In a recent article, the Globe and Mail reported that an American computer programmer, described by his employer as a “model employee,” had secretly outsourced his own job to a company in China.
The computer programmer, referred to as “Bob” in the news coverage, was earning $250,000 a year to write code, but was secretly paying a Chinese contractor $50,000 a year to do his work for him. This netted Bob a healthy $200,000 annual income for doing nothing except coordinating the delivery of computer code from his supplier to his employer.
The employer had actually commended Bob on the quality of the work, and consistently gave him high praise in performance reviews.
The employer caught wind of the scheme when it noticed suspicious traffic on its computer network, originating from a city in northern China. The allegation is that Bob had been couriering security tokens to a software developer, who was using them to log on to his employer’s computer network and do Bob’s work for him.
So what did Bob do at work all day if a Chinese contractor was writing all of his code? The allegation is that he essentially just surfed the internet, watched cat videos, and at the end of the day he emailed his superiors to give an update on his work.

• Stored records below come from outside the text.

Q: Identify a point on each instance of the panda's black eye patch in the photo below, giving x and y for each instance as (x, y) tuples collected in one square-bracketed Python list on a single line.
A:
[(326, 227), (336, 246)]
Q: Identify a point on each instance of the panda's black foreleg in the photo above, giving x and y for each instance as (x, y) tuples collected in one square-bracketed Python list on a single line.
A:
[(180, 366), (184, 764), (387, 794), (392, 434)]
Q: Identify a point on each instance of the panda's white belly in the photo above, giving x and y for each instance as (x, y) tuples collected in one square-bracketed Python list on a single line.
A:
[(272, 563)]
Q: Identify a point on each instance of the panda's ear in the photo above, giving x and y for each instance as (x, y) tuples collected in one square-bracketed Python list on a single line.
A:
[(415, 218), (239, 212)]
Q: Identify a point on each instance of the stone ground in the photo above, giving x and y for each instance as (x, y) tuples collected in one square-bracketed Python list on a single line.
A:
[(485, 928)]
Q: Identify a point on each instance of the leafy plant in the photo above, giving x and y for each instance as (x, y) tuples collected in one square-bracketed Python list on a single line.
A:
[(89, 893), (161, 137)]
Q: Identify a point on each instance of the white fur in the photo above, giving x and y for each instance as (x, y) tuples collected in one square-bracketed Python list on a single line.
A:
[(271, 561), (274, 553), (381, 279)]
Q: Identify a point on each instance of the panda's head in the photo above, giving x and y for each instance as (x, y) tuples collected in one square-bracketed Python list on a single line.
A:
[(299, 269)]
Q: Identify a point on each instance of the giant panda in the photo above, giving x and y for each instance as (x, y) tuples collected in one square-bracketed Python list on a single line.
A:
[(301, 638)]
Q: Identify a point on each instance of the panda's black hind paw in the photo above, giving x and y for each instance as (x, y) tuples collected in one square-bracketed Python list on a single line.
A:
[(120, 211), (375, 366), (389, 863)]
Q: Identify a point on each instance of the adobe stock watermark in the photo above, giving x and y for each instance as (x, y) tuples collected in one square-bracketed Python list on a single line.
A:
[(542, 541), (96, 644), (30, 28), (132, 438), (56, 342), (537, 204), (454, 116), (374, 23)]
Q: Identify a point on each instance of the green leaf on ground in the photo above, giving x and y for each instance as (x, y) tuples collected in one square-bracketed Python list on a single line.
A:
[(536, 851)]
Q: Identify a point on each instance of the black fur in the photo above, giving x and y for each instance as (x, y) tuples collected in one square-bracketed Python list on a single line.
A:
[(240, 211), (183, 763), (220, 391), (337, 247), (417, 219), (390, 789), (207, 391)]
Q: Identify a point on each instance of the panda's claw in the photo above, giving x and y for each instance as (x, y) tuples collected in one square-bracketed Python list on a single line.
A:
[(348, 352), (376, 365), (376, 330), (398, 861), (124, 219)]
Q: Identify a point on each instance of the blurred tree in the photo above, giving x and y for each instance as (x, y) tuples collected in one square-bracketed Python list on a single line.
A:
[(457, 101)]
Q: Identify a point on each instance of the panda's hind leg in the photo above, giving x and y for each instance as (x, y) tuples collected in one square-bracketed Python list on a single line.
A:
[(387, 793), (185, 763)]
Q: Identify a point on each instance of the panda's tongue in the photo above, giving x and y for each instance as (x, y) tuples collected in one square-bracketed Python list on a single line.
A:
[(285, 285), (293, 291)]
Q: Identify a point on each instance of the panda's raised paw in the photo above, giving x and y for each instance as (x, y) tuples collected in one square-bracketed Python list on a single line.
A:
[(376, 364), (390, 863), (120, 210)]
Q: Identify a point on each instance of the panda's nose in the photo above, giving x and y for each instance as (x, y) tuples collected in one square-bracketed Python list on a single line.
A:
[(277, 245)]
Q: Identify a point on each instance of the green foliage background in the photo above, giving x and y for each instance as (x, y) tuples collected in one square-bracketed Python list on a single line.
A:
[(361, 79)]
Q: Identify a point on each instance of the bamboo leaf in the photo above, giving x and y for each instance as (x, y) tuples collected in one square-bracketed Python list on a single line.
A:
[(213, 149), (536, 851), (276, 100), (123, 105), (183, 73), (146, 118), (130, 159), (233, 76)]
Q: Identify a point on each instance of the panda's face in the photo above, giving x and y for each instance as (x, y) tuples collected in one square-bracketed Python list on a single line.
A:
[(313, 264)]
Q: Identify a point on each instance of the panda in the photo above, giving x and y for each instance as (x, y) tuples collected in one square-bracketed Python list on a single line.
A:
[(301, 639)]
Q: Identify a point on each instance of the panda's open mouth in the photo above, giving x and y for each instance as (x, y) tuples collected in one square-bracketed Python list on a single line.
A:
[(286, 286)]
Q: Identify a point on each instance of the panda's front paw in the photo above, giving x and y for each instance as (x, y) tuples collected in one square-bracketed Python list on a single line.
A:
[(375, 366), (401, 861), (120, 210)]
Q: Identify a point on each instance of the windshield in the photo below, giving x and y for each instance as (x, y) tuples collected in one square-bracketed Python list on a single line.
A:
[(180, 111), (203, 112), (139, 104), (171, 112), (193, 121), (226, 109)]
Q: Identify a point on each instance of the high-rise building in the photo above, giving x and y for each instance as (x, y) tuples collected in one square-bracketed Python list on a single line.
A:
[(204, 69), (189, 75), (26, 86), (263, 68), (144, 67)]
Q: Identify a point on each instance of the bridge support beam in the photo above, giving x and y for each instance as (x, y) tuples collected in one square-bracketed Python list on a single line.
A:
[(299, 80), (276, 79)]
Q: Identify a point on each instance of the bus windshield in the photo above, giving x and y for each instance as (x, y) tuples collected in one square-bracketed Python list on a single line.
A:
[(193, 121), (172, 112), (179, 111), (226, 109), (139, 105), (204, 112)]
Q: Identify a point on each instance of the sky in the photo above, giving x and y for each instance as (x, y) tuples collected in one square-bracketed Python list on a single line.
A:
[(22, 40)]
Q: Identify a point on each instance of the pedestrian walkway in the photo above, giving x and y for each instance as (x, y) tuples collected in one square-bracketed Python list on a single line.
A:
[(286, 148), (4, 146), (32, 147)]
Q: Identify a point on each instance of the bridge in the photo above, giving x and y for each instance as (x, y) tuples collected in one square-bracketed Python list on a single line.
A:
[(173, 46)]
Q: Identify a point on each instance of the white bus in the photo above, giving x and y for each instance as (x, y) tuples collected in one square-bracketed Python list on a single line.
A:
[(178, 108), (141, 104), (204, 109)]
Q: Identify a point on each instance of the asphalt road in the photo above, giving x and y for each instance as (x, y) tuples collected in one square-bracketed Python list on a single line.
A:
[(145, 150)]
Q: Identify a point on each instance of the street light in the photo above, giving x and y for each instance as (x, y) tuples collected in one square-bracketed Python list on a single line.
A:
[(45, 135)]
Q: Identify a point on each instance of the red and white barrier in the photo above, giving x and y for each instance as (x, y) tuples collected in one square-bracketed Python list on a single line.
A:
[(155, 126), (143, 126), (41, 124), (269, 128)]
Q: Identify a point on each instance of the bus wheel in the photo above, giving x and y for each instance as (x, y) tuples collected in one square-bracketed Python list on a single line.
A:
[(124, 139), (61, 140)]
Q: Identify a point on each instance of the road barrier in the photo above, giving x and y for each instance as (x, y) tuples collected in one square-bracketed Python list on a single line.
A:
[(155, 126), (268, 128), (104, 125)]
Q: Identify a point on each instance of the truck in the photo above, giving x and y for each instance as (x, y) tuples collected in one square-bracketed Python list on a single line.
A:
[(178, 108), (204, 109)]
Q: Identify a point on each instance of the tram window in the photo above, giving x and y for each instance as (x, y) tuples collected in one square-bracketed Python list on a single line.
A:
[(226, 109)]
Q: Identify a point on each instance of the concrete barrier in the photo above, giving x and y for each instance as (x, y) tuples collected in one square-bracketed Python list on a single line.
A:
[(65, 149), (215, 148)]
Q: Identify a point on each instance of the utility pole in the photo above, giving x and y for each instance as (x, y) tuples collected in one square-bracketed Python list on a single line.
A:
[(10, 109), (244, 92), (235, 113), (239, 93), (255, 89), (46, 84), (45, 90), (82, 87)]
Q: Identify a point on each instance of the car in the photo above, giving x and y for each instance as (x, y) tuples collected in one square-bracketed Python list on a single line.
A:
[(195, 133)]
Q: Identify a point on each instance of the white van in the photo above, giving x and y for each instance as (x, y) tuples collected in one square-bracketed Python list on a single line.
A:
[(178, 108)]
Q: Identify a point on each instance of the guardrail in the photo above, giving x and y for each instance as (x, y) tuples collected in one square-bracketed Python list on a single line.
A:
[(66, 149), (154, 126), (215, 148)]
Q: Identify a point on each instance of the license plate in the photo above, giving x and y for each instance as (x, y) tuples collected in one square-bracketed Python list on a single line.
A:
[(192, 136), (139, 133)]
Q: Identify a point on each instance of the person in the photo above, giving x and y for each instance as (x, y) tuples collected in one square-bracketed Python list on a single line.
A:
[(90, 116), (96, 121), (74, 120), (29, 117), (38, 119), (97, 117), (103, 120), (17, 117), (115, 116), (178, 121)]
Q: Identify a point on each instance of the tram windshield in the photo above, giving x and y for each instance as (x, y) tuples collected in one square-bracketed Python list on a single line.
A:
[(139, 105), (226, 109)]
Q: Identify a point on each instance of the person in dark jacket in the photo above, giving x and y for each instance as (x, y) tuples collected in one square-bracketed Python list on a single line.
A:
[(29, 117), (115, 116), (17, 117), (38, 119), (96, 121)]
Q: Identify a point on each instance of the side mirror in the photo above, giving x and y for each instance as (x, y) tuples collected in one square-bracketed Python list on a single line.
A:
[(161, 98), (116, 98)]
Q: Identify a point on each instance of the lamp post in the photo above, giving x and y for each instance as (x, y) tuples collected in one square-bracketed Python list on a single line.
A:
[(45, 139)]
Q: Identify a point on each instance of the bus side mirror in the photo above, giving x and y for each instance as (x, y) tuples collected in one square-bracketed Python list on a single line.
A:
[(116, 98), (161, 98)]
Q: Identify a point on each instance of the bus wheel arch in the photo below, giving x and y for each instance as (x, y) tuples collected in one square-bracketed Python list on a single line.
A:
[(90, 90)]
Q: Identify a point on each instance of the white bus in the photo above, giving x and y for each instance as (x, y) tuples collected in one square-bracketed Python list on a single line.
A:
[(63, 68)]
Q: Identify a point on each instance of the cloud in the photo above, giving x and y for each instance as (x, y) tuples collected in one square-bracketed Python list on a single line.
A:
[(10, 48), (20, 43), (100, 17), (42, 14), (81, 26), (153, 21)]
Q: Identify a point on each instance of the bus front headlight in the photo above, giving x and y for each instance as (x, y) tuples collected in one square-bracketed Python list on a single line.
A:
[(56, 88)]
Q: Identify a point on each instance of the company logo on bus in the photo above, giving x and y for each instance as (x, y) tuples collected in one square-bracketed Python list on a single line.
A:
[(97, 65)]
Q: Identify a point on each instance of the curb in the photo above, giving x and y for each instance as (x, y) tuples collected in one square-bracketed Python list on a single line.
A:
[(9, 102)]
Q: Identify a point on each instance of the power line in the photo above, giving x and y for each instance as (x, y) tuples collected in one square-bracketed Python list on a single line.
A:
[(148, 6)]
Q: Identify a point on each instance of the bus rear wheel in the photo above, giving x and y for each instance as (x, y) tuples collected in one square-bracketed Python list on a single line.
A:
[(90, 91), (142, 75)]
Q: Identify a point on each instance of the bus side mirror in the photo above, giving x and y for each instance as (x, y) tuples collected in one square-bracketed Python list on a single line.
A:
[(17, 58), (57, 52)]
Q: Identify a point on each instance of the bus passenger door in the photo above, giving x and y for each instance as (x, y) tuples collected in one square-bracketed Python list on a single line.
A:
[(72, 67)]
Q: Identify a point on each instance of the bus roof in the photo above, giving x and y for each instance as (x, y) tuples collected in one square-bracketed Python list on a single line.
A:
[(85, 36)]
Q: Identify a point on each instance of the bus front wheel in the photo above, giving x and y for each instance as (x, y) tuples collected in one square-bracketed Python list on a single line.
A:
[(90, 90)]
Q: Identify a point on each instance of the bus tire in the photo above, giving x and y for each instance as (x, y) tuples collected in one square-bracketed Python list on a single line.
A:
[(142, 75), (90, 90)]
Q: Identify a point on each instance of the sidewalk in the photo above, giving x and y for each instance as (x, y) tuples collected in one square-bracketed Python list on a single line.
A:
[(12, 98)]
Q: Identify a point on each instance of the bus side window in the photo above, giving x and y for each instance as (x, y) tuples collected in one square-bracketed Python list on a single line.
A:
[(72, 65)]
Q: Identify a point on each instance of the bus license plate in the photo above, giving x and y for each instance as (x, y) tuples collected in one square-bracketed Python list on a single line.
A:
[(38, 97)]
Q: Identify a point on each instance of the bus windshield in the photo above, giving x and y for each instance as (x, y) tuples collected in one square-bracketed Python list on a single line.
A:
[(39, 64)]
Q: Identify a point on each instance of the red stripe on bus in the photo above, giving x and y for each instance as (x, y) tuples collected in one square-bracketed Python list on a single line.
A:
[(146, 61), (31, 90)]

Some may ask, what’s the harm in this? If Bob’s getting the work done, and if it’s up to standards, why should the employer care where it’s coming from, or who’s actually doing the work?
Part of the answer lies in the nature of an employment contract. A contract of employment is considered a contract for personal service. It’s an express or implied term of every employment contract that the employee is personally providing the services in question. Bob breached this term when he hired an outside contractor, and his employer was arguably entitled to terminate him for cause on the basis of this fundamental breach.
The fact that Bob gave his contractor access to his employer’s secure computer network, also raised serious security concerns.
Bob’s actions breached the employment contract because they breached the employer’s trust and were done in secret. It may have been possible for Bob to ask his employer to switch his status to that of an independent contractor rather than an employee, in which he case he would have arguably been entitled to hire an outside company to perform the work, as long as the employer’s security needs were satisfied. A key difference between independent contractor status and employee status, is that an independent contractor is entitled to hire “helpers” to perform the contract work.
We recommend that independent contractors seek legal advice when negotiating independent contractor agreements, and before retaining third party suppliers or service providers.